Marcus Eugene Sutton gets 30 years for killing former Ridgeland High School classmate

photo Marcus Sutton

A year after killing his former high school classmate, Marcus Eugene Sutton is going to prison.

Sutton pleaded guilty last week to three separate crimes, with charges ranging from manslaughter to rioting in a penal institution and four counts of aggravated assault. Superior Court Judge Jon "Bo" Wood sentenced Sutton to 30 years in prison, followed by 10 years on probation.

The string of crimes began on Sept. 29, 2013, according to a news release from Lookout Mountain Judicial Circuit District Attorney Herbert "Buzz" Franklin. Sutton, 21, had just gotten out of prison on charges of aggravated assault, possession of a weapon in the commission of a crime and carrying a weapon at school.

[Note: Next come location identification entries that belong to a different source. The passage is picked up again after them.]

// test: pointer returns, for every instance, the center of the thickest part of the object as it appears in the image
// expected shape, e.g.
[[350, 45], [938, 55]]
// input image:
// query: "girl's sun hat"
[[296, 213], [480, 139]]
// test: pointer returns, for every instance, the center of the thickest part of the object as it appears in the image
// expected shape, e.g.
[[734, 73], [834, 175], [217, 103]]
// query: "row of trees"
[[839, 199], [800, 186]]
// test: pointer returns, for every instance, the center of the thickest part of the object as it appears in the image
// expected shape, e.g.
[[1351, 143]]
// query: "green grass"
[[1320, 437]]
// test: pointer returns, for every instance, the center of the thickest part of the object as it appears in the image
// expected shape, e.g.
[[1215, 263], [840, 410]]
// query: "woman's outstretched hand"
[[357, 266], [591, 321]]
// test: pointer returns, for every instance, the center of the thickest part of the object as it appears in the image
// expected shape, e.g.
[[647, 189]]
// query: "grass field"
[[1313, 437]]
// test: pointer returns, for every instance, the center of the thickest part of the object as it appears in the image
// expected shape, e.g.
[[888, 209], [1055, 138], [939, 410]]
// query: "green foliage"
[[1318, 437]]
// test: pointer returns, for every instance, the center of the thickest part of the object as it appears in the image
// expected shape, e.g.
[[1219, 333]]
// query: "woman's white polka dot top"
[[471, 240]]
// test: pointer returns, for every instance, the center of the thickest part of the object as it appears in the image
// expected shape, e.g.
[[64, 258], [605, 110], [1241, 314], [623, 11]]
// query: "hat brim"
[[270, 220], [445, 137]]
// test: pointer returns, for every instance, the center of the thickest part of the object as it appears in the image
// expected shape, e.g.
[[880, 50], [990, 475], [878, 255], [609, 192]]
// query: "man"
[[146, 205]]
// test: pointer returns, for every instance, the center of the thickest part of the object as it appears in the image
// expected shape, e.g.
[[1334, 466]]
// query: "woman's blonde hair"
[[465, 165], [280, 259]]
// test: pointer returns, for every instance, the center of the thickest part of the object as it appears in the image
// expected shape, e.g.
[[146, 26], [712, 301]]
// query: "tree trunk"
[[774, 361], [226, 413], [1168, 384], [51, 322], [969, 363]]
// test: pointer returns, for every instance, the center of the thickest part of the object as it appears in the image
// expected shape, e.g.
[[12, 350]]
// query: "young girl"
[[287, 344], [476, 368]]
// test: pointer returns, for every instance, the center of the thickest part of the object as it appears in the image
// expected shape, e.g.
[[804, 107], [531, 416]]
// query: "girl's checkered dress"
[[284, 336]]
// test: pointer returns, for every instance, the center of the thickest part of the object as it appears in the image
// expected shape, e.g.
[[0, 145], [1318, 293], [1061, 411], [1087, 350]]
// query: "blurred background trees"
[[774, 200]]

Then, in September, he and Tyler Roberts went to a Rossville apartment, looking for a man they had threatened to kill. Sutton drove. Roberts (who pleaded guilty in June) opened fire toward the building. Their target was actually across the street, watching from a friend's apartment.

Sutton, 21, escaped. On Oct. 30, 2013, he got into an argument with 23-year-old Anderson Trammel Watts Jr., his former Ridgeland High School classmate. Then he shot Watts seven times with a .40-caliber handgun.

Walker County Captain Steve Rogers Jr. said in an email that Sutton and Watts argued for two reasons: They were seeing the same woman, and Watts had just received $2,000.

"Both of those way [sic] heavily with Sutton who wanted to be the leader, a role Watts had been filling," Rogers said.

Neither Watts nor Sutton lived at the location of the crime, a duplex at 22 Fisher Road. The person who did live there, Melvin Tibbs, told investigators last year that he was gone when Watts died.

Tibbs said he was walking his dog when the shooting happened. But at the time, Wilson said Tibbs' story did not make sense. The woman on the other side of the duplex told the sheriff's office she heard Tibbs' dog barking as soon as Sutton fired the shots. Then, moments later, she saw Tibbs outside the duplex, claiming the dog had just run away.

Tibbs was not charged in relation to the crime. Rogers said he was going to be a key witness for prosecutors.

After the shooting, Sutton escaped arrest again. But officers found him six days later, hiding in a Chattanooga home at 3005 Fifth Ave.

On March 27, five months after the killing, Sutton and Brandon Chase Lonas beat up another inmate named Steven Adam Powell, causing "significant injuries," according to Franklin's news release.